開発者にカスタム認可ルールを定義できます。

例13-1 開発者によるグラフの公開の許可

他のユーザーとのグラフの共有は、可能な場合にはOracle Databaseで行ってください。データベース表でGRANT文を使用して、他のユーザーが表からグラフを作成できるようにします。

グラフ・サーバー(PGX)では、次の権限を使用して、すでにメモリー内にあるグラフをグラフ・サーバーに接続している他のユーザーと共有できます。

表13-6 許可された権限

権限 この権限によって有効になる操作
READ
  • PGX APIを介して、またはPGXのPGQL問合せでグラフを読み取り、サブグラフを作成するか、グラフをクローニングします
MANAGE
  • グラフまたはスナップショットを公開します
  • READおよびEXPORTが含まれます
  • グラフに対するREADおよびEXPORT権限を付与または取り消します
EXPORT
  • グラフをファイルにエクスポートします。
  • READ権限が含まれます。

グラフの作成者は、グラフに付与されたMANAGE権限を自動的に取得します。MANAGE権限を持っている場合は、グラフに対するREADまたはEXPORT権限を他のロールまたはユーザーに付与できます。グラフには、MANAGEを付与できません。次のuserAというユーザーの例に、その方法を示します。

import oracle.pgx.api.*
import oracle.pgx.common.auth.*
 
 
PgxSession session = GraphServer.getInstance("<base-url>", "<userA>", "<password-of-userA").createSession("userA")
PgxGraph g = session.readGraphWithProperties("examples/sample-graph.json", "sample-graph")
g.grantPermission(new PgxRole("GRAPH_DEVELOPER"), PgxResourcePermission.READ)
g.publish()
これで、次のuserBの例に示すように、GRAPH_DEVELOPERロールを持つ他のユーザーがこのグラフにアクセスし、そのグラフに対するREADアクセス権を持つことができます。
PgxSession session = GraphServer.getInstance("<base-url>", "<userB>", "<password-of-userB").createSession("userB")
PgxGraph g = session.getGraph("sample-graph")
g.queryPgql("select count(*) from match (v)").print().close()

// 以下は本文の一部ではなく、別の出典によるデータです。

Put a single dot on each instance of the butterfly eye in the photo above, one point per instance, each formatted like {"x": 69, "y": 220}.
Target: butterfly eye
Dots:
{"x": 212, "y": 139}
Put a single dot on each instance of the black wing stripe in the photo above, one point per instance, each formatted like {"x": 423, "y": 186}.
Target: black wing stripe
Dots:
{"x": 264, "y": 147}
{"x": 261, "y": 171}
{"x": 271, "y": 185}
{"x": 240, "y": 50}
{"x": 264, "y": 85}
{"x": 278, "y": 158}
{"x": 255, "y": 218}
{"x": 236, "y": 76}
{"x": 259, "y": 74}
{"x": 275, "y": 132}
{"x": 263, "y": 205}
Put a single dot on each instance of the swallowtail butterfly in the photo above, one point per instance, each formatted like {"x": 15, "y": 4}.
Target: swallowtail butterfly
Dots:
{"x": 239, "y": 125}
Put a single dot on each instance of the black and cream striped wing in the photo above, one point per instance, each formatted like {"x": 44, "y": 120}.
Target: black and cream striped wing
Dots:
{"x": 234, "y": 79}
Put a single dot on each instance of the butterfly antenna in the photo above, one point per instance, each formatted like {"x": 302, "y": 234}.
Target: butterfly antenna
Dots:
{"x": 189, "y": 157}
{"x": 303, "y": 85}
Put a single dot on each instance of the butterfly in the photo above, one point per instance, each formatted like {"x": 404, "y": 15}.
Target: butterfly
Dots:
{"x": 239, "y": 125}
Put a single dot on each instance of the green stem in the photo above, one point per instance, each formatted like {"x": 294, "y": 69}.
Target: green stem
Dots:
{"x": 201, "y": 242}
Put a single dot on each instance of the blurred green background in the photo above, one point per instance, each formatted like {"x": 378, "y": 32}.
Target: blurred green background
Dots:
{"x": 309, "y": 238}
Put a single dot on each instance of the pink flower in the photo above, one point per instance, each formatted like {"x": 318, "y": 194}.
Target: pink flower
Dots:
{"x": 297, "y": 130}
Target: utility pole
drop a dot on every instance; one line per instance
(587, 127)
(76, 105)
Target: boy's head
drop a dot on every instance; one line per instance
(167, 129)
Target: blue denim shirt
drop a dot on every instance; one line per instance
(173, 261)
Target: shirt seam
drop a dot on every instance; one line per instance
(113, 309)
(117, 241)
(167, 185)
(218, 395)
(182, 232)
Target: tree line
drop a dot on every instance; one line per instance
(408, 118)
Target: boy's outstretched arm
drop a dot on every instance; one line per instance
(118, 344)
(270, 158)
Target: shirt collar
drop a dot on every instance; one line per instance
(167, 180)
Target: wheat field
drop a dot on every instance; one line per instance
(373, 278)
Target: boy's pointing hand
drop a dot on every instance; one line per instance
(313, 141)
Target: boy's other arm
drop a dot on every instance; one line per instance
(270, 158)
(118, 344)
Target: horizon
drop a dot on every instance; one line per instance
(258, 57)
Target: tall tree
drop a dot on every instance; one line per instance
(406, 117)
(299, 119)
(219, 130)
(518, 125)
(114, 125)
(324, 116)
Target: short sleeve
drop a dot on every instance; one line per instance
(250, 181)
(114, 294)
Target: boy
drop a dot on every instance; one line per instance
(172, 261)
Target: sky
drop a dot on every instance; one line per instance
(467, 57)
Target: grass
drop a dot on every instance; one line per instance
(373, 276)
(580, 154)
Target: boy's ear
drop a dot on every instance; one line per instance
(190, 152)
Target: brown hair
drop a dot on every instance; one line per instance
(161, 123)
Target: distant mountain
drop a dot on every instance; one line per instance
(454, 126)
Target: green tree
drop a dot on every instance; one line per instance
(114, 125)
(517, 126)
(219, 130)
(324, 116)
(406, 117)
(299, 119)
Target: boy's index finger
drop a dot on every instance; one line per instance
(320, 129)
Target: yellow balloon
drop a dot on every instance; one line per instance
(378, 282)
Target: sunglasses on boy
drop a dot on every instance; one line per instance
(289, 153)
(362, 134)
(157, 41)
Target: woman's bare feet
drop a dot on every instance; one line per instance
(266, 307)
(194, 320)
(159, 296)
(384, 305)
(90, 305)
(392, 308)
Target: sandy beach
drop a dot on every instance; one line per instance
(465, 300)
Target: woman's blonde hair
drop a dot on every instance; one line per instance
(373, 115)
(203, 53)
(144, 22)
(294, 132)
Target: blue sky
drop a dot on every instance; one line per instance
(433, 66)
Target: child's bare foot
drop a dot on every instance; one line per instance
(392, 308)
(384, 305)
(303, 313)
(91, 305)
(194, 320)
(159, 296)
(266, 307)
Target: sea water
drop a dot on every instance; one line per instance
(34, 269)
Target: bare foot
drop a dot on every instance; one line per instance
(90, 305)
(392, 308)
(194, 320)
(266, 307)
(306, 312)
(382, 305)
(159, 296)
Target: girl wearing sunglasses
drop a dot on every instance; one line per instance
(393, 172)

同様に、次の例に示すように、グラフはロールではなく個々のユーザーと共有できます。

g.grantPermission(new PgxUser("OTHER_USER"), PgxResourcePermission.EXPORT)

OTHER_USERは、グラフgに対するEXPORT権限を受け取るユーザーのユーザー名です。

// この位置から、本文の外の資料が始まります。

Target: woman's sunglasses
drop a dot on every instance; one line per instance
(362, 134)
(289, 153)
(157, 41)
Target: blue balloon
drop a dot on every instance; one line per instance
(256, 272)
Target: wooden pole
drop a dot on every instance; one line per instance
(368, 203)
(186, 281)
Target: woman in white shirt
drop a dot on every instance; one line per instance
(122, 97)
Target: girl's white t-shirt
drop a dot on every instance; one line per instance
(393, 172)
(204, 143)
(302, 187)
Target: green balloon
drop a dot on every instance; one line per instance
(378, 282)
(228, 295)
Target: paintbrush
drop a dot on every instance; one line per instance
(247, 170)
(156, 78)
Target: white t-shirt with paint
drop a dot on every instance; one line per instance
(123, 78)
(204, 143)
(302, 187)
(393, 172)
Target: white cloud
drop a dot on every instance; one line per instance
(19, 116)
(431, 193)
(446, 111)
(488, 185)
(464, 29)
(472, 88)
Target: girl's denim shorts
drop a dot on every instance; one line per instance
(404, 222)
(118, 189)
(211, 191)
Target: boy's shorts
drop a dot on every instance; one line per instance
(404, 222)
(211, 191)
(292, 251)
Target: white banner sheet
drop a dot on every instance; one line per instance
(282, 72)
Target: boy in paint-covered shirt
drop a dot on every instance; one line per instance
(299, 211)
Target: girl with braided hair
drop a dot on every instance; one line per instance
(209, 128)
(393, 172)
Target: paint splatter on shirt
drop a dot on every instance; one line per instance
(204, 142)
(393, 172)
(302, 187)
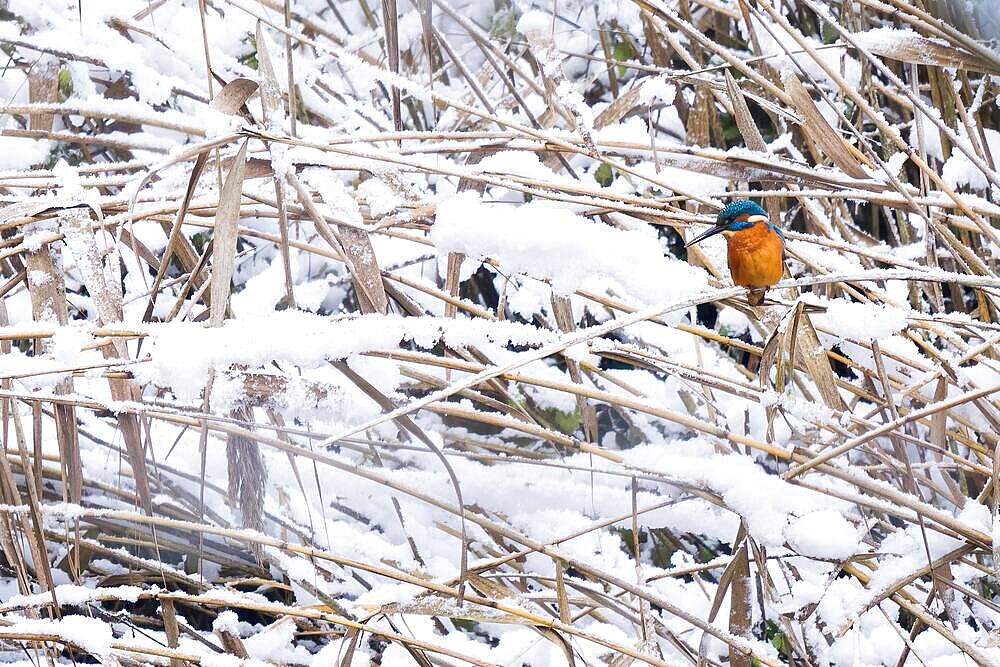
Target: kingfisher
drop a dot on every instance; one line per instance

例13-2 開発者による事前ロード済グラフへのアクセスの許可

開発者が事前にロードされたグラフ(グラフ・サーバーの起動時にロードされたグラフ)にアクセスできるようにするには、pgx.confファイルで事前にロードされたグラフに対する読取り権限を付与します。たとえば:

"preload_graphs": [{
  "path": "/data/my-graph.json",
  "name": "global_graph"
}],
"authorization": [{
  "pgx_role": "GRAPH_DEVELOPER",
  "pgx_permissions": [{
    "preloaded_graph": "global_graph"
    "grant": "read"
  },
...

READ、EXPORTまたはMANAGE権限を付与できます。

例13-3 開発者によるHadoop分散ファイル・システム(HDFS)またはローカル・ファイル・システムへのアクセスの許可

開発者がHDFSからファイルを読み取れるようにするには、まずHDFSディレクトリを宣言してから、読取りまたは書込み権限にマップする必要があります。たとえば:


CREATE OR REPLACE DIRECTORY pgx_file_location AS 'hdfs:/data/graphs'
GRANT READ ON DIRECTORY pgx_file_location TO GRAPH_DEVELOPER

同様に、GRANT WRITEを使用して別の権限を追加し、書込みアクセスを許可できます。グラフをエクスポートするには、このような書込みアクセス権が必要です。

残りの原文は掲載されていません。